We wandered through the art market, a book store. We also spent some time looking at the site where Czar Nicholas II and his family were assasinated. It was very sobering and/or disturbing to think of the circumstance surrounding their end. As the tale goes it was a long ghastly end for the women largely because they were hiding their jewels and family riches in their corsets; as a result the bayonets could not impale them quickly. I also learned why the orthodox church has a different cross than other denominations. The cross has the slanty bit at the bottom and the small cross at the top to signify the two theives near Jesus when he was crucified. When asked to repent their sins one thief did and ascended to heaven (the small cross at the top) and one thief did not and decended to the other place (the slanting cross at the bottom.) If someone can verify the truth to this I would be very interested.

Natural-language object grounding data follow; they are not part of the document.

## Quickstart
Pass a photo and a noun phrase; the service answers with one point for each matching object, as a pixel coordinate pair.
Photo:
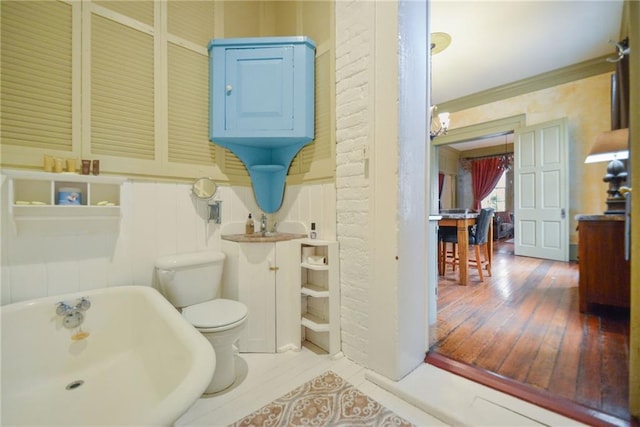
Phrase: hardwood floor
(524, 324)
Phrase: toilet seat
(215, 315)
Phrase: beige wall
(586, 105)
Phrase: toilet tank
(190, 278)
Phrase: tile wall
(157, 219)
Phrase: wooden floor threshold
(559, 405)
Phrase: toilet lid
(215, 313)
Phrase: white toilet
(192, 283)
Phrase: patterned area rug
(327, 400)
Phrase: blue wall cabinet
(262, 106)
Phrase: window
(497, 198)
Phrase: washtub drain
(74, 384)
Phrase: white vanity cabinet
(263, 277)
(319, 295)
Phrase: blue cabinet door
(262, 106)
(259, 90)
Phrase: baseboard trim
(559, 405)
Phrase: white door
(542, 191)
(257, 290)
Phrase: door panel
(542, 191)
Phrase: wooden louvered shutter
(37, 88)
(122, 89)
(190, 27)
(320, 153)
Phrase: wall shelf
(34, 202)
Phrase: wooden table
(604, 273)
(462, 222)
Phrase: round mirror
(204, 188)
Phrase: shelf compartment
(315, 291)
(315, 266)
(315, 323)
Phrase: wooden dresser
(604, 273)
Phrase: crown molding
(481, 130)
(546, 80)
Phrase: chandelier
(438, 125)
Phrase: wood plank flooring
(524, 324)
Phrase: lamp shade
(610, 145)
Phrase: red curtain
(485, 174)
(440, 186)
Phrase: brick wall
(354, 22)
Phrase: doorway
(511, 287)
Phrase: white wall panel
(157, 219)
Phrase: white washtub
(141, 364)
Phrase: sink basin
(270, 236)
(135, 362)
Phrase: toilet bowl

Deana and I found a lovely sushi restaurant for lunch. Apparently Japanese sushi restaurants are very popular with the Russians. I must also add that I have never seen so many twiggy thin, beautifully stylish women. Fashion is so enormously important to the woman and you can imagine how D and I stand out in this crowd - with our back packing attire (not so pretty.)

Tomorrow morning we are back on the train heading to Moscow. It is a short train ride comparably; it is only 26 hours. We sure won't be unpacking much of anything; in fact, in that limited amount of time we can't even get into a train daze. It is funny to watch people wandering around after getting off of the train. We all stumble about trying to stand upright - I bet it is similar to get off of a boat or cruise ship.

Well that is all for now. Take care and thanks for the messages we are getting.